As we look ahead to 2019, you’re probably already making your plans to accomplish your goals and (hopefully) keep your New Year’s Resolutions.
In the business sense, we hope that one of the items on your new year’s to-do list is to revamp your SAM program to help improve your company’s bottom line. The thing is, to accomplish this, you’ll need the buy-in from a few different people at varying levels of your organization.
This is easier said than done in most cases, but if you know what each person cares about the most, you can start speaking their language and hopefully get the budget and resources needed to bring mutual success for your strategic accounts.
Today, we’re going to cover a few tips and tricks to help you get the funding and resources for your strategic account management program in 2019. While you might not be able to follow these exactly to a tee, if you keep them in mind as you start planning, you should have an easier time getting the funding and support necessary.
Know Your Audience
First thing’s first, you need to know who will provide you with the support that your SAM program needs. You can’t just expect that everyone in the organization will just sign off on the budget automatically. Instead, you need to think about what they’ll get out of the program.
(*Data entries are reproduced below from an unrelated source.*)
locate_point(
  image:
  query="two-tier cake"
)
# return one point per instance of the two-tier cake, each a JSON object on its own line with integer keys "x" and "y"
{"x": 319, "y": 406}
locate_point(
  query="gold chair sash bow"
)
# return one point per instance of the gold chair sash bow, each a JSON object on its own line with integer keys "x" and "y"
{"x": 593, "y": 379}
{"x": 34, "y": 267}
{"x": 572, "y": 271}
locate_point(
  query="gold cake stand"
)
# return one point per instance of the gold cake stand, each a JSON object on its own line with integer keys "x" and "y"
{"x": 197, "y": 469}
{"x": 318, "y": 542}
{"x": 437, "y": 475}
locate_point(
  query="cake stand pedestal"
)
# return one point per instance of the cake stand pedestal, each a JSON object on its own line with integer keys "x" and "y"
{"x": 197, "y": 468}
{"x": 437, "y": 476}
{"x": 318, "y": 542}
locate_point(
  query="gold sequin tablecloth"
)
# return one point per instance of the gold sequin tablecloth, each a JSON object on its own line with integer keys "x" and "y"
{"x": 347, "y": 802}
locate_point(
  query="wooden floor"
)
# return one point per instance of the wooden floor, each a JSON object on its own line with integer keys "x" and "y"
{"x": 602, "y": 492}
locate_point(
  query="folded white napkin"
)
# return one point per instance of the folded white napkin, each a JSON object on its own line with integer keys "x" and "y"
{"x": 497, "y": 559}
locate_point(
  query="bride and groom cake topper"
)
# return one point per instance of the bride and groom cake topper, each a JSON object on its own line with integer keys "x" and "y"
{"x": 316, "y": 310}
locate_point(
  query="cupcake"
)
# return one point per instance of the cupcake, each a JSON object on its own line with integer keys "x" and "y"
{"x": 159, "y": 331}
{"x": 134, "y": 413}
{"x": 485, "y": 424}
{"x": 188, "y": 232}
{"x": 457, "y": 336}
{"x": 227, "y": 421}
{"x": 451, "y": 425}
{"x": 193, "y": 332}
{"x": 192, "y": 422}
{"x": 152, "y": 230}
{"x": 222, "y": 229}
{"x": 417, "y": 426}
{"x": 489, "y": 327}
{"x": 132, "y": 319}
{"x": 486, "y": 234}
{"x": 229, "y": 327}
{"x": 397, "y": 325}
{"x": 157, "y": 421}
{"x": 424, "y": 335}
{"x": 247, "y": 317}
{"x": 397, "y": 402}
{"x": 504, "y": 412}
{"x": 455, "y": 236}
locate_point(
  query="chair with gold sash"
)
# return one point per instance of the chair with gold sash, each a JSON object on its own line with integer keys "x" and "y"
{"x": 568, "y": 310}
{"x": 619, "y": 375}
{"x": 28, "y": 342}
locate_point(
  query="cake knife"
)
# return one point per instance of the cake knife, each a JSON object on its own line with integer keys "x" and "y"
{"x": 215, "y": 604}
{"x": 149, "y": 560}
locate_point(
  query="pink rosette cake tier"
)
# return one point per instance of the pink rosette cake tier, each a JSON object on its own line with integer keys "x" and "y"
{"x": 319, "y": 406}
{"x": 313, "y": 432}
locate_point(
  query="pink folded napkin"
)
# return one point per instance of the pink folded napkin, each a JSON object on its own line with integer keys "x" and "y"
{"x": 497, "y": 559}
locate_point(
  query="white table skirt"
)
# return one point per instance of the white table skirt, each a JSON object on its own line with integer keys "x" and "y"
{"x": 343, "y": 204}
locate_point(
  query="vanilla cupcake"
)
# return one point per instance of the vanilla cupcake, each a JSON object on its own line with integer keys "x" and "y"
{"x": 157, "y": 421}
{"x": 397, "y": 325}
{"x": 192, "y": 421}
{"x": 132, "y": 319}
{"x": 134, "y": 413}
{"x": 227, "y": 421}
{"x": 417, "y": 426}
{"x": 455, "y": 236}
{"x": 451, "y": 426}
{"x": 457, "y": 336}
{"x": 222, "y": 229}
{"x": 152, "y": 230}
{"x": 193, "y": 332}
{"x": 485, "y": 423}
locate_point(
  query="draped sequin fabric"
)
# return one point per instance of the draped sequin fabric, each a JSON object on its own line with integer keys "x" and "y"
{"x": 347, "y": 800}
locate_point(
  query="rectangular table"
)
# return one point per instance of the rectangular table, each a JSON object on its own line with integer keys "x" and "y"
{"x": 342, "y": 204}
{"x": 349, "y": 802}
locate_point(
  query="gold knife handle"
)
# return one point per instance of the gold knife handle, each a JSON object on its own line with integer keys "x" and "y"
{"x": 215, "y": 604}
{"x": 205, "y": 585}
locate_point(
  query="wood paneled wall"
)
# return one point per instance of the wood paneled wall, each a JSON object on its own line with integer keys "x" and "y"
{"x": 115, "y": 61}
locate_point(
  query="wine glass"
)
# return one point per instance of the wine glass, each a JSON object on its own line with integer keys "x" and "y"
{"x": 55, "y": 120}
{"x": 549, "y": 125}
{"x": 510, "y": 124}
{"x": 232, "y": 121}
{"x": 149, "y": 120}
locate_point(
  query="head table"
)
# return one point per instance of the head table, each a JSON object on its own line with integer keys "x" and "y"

Think about the different people that might be related to the program. What would make them excited about the SAM project? Every person in the organization has their own set of goals and expectations, and you should be able to speak to their unique needs and wants.
Let’s cover a few of the people that you’ll need to work with in order to get your SAM program off the ground and running.
The Chief Financial Officer
The first person that you’ll want to get approval from is the CFO. They’re essentially the person that makes all of the high-level financial decisions in your company, and although a SAM program might seem like a small addition to the sales team, the effects that it has can affect nearly every level of the organization.
For this reason, you want to make sure that your CFO doesn’t just approve of your SAM program, but is fighting in your corner to make it a success. So, to get them to be a champion for the SAM program, you need to speak their language.
What does the CFO care about the most? The profitability of your organization! They want to make sure that the company is bringing in more revenue and saving costs more and more every year. Their New Year’s goal has a dollar sign next to it most likely, so you need to accurately and convincingly show them how a SAM program helps reach their goals.
One of the best statistics to tell them about is how an existing customer can be more profitable than a new customer. For starters, you don’t need to spend nearly as much time and energy selling to them. No courting them, no giving out special introductory discounts to get them to sign on, and no extra time wasted trying to find the best game plan for them using your products or services.
Instead, existing customers are already comfortable working with your organization, and shouldn’t have much of a reason to leave unless you give them one.
In addition, existing customers are more likely to make a premium purchase from your company. They know how well your solutions work, so they won’t blink an eye to make an extra order or purchase your add-ons.
Show the CFO that existing customers are where the money is at and they’ll come around to like the SAM program more and more.
The VP of Sales
Moving on, it’s now time to speak to the VP of Sales or the CRO of your organization. What do they care about the most and how can a SAM program make them happier?
In most cases, the VP of Sales is concerned with revenue growth. They want to see more money coming in every year, and they have strict sales goals that they need to hit by the end of the year.
Some CROs might wrongly assume that the fastest and most efficient way to grow revenue is by selling to more and more people. In reality, this can be counter-intuitive and waste precious time and resources in the process.
Instead, you should tell them how it’s much easier to grow an existing account than to sell to more people. Developing an account is much like the snowball effect. When you first start, it can be hard to get them to purchase more services from you, but as they begin to see success through your services and products, they’ll have a hard time imagining life without your organization.
They’ll purchase more products and see your company as the partner in their success, making renewals every year without blinking an eye.
Finally, it’s time to talk to the head honcho at the company. The CEO of your organization cares about every area of the business, but they care most about market leadership.
Their goal is to provide quality services and products that differentiate themselves in the marketplace above the competition. One of the key ways to do this is through the buffer created with existing customers.
If your SAM program works well, you’ll have a handful of core accounts that make up 80% of your company’s revenue, growth, and innovation. They are the moat around your business, protecting it from competitors and other pitfalls.
You should describe to the CEO how by building and improving these relationships with strategic accounts, your organization can build its reputation and grow even faster than before.
Essentially, your strategic accounts are everything to your organization, and if you can show your CEO this, they’ll get on board with the program.